À l’extérieur, les équipes de journalistes se rassembleront sur des sites convenus à l’avance à côté de Canada Gate, au fond de Green Park. (Un câble spécial à fibre optique passe sous le Mall, pour la diffusion des événements de l’État britannique). « J’ai devant moi un livre d’instructions de quelques centimètres d’épaisseur », a déclaré un réalisateur de télévision, qui couvrira les cérémonies, lors de notre entretien téléphonique. « Tout ce qui est là-dedans est planifié. Tout le monde sait ce qu’il faut faire. » Dans tout le pays, les drapeaux seront descendus et les cloches sonneront. En 1952, le Great Tom a été sonné à St Paul’s toutes les minutes pendant deux heures à l’annonce de la nouvelle. Les cloches de l’abbaye de Westminster ont retenti et la cloche de Sébastopol, prise dans la ville de la mer Noire pendant la guerre de Crimée et sonnée uniquement à l’occasion du décès d’un souverain, a été sonnée 56 fois à Windsor – une fois pour chaque année de la vie de George VI – de 13h27 à 14h22.
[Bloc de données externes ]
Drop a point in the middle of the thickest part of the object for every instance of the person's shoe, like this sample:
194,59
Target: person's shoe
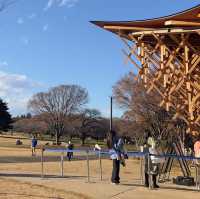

Le 18e duc de Norfolk, le comte maréchal, sera en charge. Les Norfolks supervisent les funérailles royales depuis 1672. Au cours du 20e siècle, un ensemble de bureaux du palais de St James a toujours été réservé à leur usage. Le matin de la mort de George VI, en 1952, ceux-ci étaient en cours de rénovation. À cinq heures de l’après-midi, l’échafaudage était descendu et les pièces étaient à nouveau tapissées, meublées et équipées de téléphones, de lumières et de chauffage. Pendant le London Bridge, le bureau du Lord Chamberlain dans le palais sera le centre des opérations. La version actuelle du plan est en grande partie l’œuvre du lieutenant-colonel Anthony Mather, un ancien écuyer qui a pris sa retraite du palais en 2014. En 1965, alors qu’il était un jeune garde de 23 ans, Mather a dirigé les porteurs de cercueils lors des funérailles de Churchill. (Il a refusé de me parler.) L’équipe du gouvernement – qui coordonne la police, la sécurité, les transports et les forces armées – se réunira au ministère de la Culture, des Médias et des Sports. Quelqu’un aura la tâche d’imprimer environ 10 000 billets pour les invités, dont les premiers seront nécessaires pour la proclamation du roi Charles dans environ 24 heures.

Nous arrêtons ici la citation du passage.